2018 saw many changes and upheavals. One such change was in the number of species alive in nature, wild and outside of captivity such as zoos or conversation centers.
In 2018, the world lost four species of birds.
One of those species is the Spix's Macaw. The blue parrot was native to Brazil and popularized by its starring role in the movie Rio. The movie's plot is based on the fact that the film's macaw is the last of the Spix's Macaw population other than one female parrot in Brazil.
Rio hit theaters in 2011. Three years later, "Rio 2" premiered and introduced audiences to a family of macaws living in the Amazon. The 2014 movie featured a colorful cast of the blue parrot.
By the end of 2018, reality painted a very different picture.
There are officially zero Spix's macaws in the wild. The species lives on in captivity, but flies no more in its native Brazil. Deforestation, the building of a dam and the capture of the wild birds for trade eliminated the species.
There is hope for the macaw, though. Because the bird lives on in captivity, the species could possibly be reintroduced into the wild, and at the very least is not gone from the Earth forever.

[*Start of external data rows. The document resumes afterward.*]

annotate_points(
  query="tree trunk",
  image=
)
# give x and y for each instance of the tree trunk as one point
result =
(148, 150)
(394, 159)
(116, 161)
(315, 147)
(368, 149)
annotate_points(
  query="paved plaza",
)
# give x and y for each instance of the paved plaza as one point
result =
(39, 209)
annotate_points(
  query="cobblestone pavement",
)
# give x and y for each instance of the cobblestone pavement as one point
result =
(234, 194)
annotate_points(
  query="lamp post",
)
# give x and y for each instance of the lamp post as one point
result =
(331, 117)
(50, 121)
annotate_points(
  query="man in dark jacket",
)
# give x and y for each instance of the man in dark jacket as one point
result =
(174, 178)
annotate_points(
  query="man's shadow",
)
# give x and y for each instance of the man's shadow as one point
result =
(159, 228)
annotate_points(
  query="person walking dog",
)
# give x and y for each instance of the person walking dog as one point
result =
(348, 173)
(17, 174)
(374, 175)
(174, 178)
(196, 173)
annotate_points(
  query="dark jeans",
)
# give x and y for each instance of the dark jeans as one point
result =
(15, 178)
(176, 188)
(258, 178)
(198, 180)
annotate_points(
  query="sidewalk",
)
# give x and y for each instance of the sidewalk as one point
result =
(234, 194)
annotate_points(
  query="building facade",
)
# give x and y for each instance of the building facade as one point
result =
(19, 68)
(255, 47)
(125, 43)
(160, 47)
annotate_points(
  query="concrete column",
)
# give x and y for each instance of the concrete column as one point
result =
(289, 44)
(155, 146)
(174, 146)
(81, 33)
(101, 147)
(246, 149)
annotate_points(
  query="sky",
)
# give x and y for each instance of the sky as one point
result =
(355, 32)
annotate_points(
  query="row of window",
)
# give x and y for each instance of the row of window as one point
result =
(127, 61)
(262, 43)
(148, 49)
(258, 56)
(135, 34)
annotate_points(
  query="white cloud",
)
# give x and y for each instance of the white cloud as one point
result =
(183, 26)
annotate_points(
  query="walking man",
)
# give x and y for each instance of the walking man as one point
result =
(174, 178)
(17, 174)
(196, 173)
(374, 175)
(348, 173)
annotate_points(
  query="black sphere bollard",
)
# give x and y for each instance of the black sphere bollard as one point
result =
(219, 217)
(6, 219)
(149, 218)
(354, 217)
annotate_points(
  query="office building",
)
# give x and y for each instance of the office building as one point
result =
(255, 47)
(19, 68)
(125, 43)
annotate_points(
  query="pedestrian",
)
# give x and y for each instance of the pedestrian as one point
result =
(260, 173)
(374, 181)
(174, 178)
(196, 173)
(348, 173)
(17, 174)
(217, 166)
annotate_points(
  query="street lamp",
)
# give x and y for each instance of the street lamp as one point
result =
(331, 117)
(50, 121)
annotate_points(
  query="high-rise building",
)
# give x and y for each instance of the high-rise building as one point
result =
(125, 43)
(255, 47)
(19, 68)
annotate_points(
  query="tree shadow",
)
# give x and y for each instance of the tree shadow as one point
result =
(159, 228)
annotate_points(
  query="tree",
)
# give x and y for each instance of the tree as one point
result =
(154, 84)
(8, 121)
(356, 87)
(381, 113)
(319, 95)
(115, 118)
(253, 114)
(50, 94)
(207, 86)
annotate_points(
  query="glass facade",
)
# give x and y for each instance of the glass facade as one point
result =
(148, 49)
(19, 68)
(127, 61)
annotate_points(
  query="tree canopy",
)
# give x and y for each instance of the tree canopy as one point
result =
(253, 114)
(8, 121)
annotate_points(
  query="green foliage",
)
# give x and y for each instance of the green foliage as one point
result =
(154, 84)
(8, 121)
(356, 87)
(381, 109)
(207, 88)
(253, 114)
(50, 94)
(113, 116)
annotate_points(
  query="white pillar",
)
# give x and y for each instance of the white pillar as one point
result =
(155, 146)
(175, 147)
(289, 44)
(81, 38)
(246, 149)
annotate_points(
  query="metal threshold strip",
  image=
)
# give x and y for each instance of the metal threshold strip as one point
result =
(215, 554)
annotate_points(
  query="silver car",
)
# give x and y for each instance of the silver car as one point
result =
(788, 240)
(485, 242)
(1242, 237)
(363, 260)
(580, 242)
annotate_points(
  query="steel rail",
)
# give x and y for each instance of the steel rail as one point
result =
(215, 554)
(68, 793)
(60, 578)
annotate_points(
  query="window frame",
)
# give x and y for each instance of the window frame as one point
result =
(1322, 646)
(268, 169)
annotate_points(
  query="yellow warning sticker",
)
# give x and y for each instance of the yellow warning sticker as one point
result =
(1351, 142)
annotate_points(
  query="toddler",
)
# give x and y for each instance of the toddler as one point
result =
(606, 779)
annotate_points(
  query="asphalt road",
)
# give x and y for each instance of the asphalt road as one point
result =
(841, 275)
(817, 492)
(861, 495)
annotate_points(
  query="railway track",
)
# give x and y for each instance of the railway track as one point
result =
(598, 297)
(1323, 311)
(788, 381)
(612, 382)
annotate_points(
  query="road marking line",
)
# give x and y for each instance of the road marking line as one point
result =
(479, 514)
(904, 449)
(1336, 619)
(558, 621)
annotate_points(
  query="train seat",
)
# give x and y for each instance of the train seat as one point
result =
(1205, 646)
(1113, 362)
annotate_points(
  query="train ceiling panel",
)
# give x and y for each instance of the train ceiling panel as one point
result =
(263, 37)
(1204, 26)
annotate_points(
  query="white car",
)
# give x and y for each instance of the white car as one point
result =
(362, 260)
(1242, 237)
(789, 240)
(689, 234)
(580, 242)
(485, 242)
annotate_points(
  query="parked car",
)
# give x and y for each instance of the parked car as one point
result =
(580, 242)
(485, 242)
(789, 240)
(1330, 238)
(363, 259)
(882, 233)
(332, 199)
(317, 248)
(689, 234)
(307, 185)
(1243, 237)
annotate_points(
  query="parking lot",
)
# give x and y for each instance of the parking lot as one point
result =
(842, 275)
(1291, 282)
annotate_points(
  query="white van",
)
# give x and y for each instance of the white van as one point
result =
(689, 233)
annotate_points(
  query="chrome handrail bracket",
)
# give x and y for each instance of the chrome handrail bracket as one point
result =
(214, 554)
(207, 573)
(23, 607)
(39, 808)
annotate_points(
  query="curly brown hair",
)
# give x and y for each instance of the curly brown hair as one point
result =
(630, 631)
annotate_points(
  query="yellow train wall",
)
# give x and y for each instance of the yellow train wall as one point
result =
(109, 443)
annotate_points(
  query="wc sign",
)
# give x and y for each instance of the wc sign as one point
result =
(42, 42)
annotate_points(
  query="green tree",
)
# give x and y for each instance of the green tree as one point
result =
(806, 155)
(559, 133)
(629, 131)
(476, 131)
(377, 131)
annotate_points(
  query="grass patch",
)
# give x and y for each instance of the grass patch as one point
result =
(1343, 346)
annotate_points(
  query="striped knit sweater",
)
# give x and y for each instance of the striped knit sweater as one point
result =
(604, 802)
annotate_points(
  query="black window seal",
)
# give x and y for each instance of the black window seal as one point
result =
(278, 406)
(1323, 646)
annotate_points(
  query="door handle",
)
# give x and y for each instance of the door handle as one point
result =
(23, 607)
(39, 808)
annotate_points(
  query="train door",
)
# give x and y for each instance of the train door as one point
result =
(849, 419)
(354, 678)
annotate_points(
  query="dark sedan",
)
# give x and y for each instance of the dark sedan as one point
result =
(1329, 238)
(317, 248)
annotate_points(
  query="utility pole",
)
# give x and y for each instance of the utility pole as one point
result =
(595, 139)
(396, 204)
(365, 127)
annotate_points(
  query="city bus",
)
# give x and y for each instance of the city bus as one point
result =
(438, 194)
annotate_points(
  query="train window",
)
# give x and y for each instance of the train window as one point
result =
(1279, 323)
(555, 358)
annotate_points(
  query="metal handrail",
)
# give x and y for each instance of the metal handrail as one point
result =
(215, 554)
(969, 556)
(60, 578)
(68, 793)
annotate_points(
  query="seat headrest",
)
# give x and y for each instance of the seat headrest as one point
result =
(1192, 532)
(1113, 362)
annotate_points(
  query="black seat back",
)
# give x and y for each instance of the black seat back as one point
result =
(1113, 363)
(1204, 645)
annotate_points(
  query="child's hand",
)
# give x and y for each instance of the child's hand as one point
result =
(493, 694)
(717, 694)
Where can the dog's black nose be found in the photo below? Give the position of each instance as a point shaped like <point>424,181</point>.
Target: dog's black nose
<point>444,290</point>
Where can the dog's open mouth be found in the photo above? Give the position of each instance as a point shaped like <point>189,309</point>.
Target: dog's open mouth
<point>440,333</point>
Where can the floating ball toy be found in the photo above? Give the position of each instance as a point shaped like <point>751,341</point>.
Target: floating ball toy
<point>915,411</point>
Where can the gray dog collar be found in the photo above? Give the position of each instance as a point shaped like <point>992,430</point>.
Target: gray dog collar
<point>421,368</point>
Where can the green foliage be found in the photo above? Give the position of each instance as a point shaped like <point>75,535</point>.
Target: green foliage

While the macaw is easily the most recognizable species that went extinct in 2018, it is not the only one.
Two other species lost their homes in Brazil due to vast deforestation in the region. The Alagoas Foliage-gleaner and Cryptic Treehunter were very similar to one another; in fact, it took researchers several years to classify the birds as two separate species.
Both species were small songbirds and occupied a small part of a forest in northern Brazil. Unlike the Macaw there are no birds of either species in captivity.
This means the Alagoas Foliage-gleaner and Cryptic Treehunter will never return to the skies.
Similarly, Mother Nature has seen the last of the Po'ouli, a Hawaiian species. The species had a population of 150 birds in 1981 but sank into steep decline as invasive species and habitat destruction wreaked havoc.
For these three species of birds, there is no glimmer of hope for the future. They are gone, and we cannot naturally bring them back.
The four species which went extinct in 2018 join a list of eight bird species to go extinct this decade.
Whereas past extinctions have been caused by hunting or the introduction of invasive species into an area, an increasing amount of species are going extinct due to deforestation and habitat destruction.
This means the urban development and resource exploitation some say is necessary to sustain human life on Earth is likely ending animal life on the same planet.
As we continue in 2019, we can sadly expect more species to follow the path taken by the macaw and other species; more than 26,000 species are now considered to be "threatened" according to BirdLife International.
Scientists are warning humans could be driving the sixth mass extinction event in Earth's history. In 2018 one global study reported one in every eight bird species is threatened with extinction, including the puffin and snowy owl.
It is clear humans will have to change their ways if we want to protect the animal life that lives alongside human life on Earth. We all need to become more conscious of how land is used, and what we support when we make purchases.
It is too late to save eight species this decade, but it is not too late to work to help the 26,000 species fighting to avoid extinction.